Sejak menempati asrama Telawang nama Mardiyem berubah menjadi “MOMOYE”. Saat itu nama Momoye yang berparas hitam manis dibalut dengan kebaya dari bahan kain jarik khas jawa nampak lebih ayu menjadi sorotan para tentara Jepang, dan tidak aneh seluruh penghuni asrama telawang mengenali MOMOYE. Walaupun Momoye melayani nafsu para tentara Jepang setiap harinya, tapi Momoye selalu merawat tubuhnya terutama merawat kelaminnya dengan minum jamu agar tidak terserang penyakit kelamin tau penyakit wanita yang diberikan oleh ibu angkat Momoye, namanya ibu Nur. yang berbaik hati pada Momoye dengan sembunyi-sembunyi.

Setiap harinya Momoye dan teman-teman yang lainnya mendapat perlakuan kasar dari para tentara Jepang yang ingin memuaskan nafsunya dengan para Jugun Ianfu. Yang sering memperlakukan kasar saat berhubungan intim adalah tentara Jepang yang berpangkat rendah yang baru datang dari pertempuran atau baru pulang dari patroli, karena usia mereka rata-rata masih muda sedangkan yang berpangkat tinggi atau sipil tidak berlaku kasar. Para tentara yang datang ke asrama Telawang adalah sebagai tamu. Dan tamu yang datang tidak sembarangan diizinkan untuk masuk ke kamar-kamar. Jam kunjungan berlaku di asrama tersebut, adapun jam tamu siang hari pada pukul 12.00–17.00 khusus untuk serdadu pangkat rendah Jepang dengan karcis seharga 2,5 Yen. Dan jam tamu sore hari pukul 17.00–24.00 khusus untuk orang sipil Jepang dengan harga krarcis 3,5 yen. Sedangkan Mulai pukul 24.00 sampai pagi dikenakan karcis seharga 12,5 Yen. Pada jam tersebut biasanya dipakai oleh serdadu Jepang berpangkat perwira.
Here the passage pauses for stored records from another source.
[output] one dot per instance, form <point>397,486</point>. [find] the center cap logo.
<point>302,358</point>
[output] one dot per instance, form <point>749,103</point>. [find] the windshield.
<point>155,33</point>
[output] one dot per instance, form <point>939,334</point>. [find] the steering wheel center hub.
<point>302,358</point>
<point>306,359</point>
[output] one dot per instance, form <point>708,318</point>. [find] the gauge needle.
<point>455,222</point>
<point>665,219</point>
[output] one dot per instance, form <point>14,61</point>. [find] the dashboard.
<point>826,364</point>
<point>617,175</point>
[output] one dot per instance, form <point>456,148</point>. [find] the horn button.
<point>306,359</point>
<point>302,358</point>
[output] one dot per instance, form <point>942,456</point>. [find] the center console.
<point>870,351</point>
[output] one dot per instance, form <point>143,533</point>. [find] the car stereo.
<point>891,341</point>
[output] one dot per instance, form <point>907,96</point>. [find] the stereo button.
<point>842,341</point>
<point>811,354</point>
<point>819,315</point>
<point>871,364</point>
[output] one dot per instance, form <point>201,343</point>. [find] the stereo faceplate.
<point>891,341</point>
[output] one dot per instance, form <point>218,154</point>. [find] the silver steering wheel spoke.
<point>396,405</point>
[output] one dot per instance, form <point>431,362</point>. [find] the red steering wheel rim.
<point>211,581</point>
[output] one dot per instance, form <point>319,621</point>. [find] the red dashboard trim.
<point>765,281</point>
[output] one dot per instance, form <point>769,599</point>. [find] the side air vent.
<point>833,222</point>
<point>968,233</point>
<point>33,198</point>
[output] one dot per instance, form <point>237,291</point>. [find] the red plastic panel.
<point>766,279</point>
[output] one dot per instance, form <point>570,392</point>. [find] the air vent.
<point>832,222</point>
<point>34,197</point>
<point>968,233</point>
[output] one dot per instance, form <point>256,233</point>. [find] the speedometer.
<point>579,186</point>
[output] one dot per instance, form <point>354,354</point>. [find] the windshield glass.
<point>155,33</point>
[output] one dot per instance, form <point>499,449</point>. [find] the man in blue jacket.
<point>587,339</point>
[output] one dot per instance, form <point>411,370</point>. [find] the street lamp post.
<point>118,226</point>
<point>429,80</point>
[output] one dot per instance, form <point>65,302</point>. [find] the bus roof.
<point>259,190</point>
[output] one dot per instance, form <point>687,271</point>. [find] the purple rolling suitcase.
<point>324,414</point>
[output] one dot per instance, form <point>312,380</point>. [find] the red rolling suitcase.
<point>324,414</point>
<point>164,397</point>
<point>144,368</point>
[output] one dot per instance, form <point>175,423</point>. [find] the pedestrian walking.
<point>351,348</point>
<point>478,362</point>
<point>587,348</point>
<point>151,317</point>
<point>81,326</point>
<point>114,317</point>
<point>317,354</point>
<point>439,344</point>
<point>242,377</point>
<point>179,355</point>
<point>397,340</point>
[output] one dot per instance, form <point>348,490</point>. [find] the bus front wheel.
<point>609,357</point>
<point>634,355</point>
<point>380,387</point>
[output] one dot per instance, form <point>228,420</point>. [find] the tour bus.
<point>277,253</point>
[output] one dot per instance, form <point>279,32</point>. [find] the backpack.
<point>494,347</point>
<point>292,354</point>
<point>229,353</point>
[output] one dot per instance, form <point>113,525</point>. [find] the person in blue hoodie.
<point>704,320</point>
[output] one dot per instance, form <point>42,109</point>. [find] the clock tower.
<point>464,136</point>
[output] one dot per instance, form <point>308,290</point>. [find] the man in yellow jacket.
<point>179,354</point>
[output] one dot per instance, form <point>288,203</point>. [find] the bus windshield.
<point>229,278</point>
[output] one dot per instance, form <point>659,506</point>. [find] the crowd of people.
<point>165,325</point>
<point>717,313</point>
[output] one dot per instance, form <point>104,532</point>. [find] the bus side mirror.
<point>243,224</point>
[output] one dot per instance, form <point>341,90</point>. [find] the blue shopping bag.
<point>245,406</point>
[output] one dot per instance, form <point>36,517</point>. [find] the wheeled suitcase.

Momoye pernah mengalami pengguguran paksa terhadap kandungannya, selama melayani seks para tamu tentara Jepang, mereka menggunakan Kaputjes, hanya satu tamu tetap Momoye yang tidak mggunakan kaputjes yaitu Yamauchi. Yamauchiadalah laki-laki pertama yang menyatakan cinta pada momoye. Dari hasil hubungannya tanpa diduga akhirnya Momoye hamil, awalnya berita ini ditutupi agar tidak diketahui Cikada namun akhirnya sampai juga ke telinga Cikada. Momoye disarankan meminum obat penggugur kandungan, namun setelah satu minggu berlalu bayi dalam kandungan Momoye tidak mau keluar, Cikadapun memutuskan untuk membawa Momoye ke Rumah Sakit Ulin untuk dioperasi karena kehamilannya sudah menginjak 5 bulan dan perutnya mulai terlihat membesar. Setelah perut Momoye diplenet atau ditekan paksa, seluruh badannya sakit dan lemas. Momoye merasa sangat berdosa karena tidak bisa mempertahankan darah daging sendiri. Yamauchi sempat menengok Momoye di rumah Sakit Ulin, dia meminta maaf karena membuatnya menderita dengan kehamilannya. Karena Yamaucilah penyebab Momoye hamil dan digugurkan paksa. Yamauchi memang meninginkan Momoye hamil agar Momoye bisa dikeluarkan dari asrama Telawang, sehingga Momoye dan Yamauchi bisa menikah dan hidup bersama. Itulah alasan Yamauchi jarang menggunakan Kapotjes saat berhubungan seks dengan alasan kurang nikmat.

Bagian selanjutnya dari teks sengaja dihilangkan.